The high incidence of new-onset diabetes mellitus after transplantation (NODAT) suggests the need to find new factors to explain the pathogenesis. Our objectives were (1) to confirm that low levels of pre-transplant adiponectin are an independent risk factor for the development of NODAT in a larger transplanted population; (2) to analyze whether adiponectin is a better predictor of NODAT than other inflammatory markers (C-reactive protein (CRP), interleukin-6 (IL-6), tumor necrosis factor-alpha (TNF-alpha) and pregnancy-associated plasma protein A (PAPP-A)) and (3) to assess the relationship between obesity, inflammatory markers and NODAT. One hundred ninety-nine non-diabetic patients (128 men; age: 53 +/- 11 years; body mass index (BMI) 24.98 +/- 3.76 kg/m2) were included.
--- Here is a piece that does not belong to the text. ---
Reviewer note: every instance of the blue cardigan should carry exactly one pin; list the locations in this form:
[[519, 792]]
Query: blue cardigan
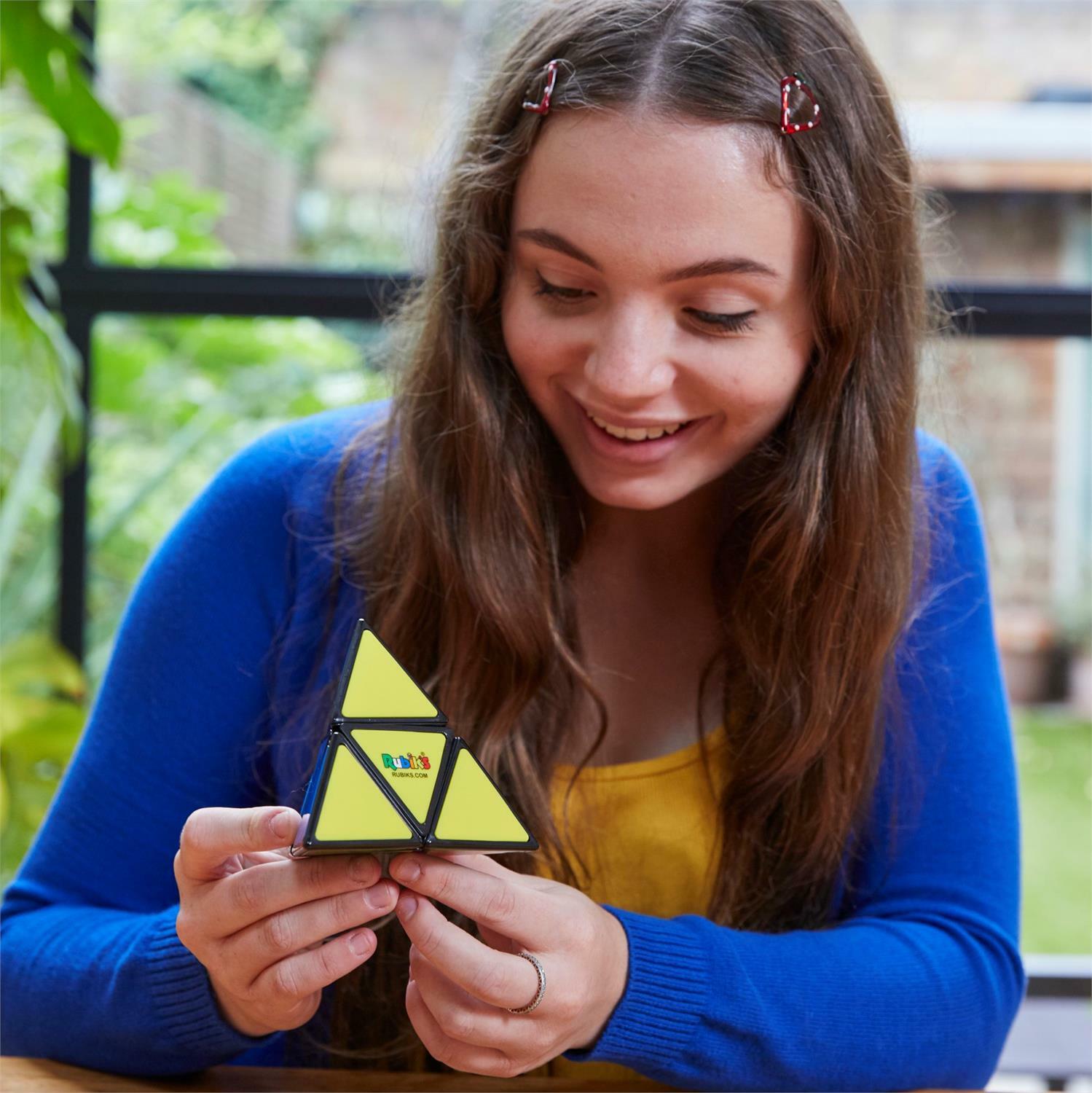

Pre-transplant plasma glucose, insulin, adiponectin, CRP, TNF-alpha, IL-6 and PAPP-A were measured. Forty-five patients developed NODAT. Patients with NODAT had a greater BMI (p = 0.005). Adiponectin was lower (p < 0.001) and CRP higher (p = 0.032) in patients with NODAT. Multivariate logistic regression and Cox analysis showed that the calcineurin inhibitor used, pre-transplant BMI and adiponectin were predictors of NODAT. ROC analysis showed that an adiponectin concentration of 11.4 microg/mL had a significant negative prediction for NODAT risk (sensitivity: 81% and specificity: 70%). Of the inflammatory markers studied, adiponectin proved to be an independent predictor of NODAT.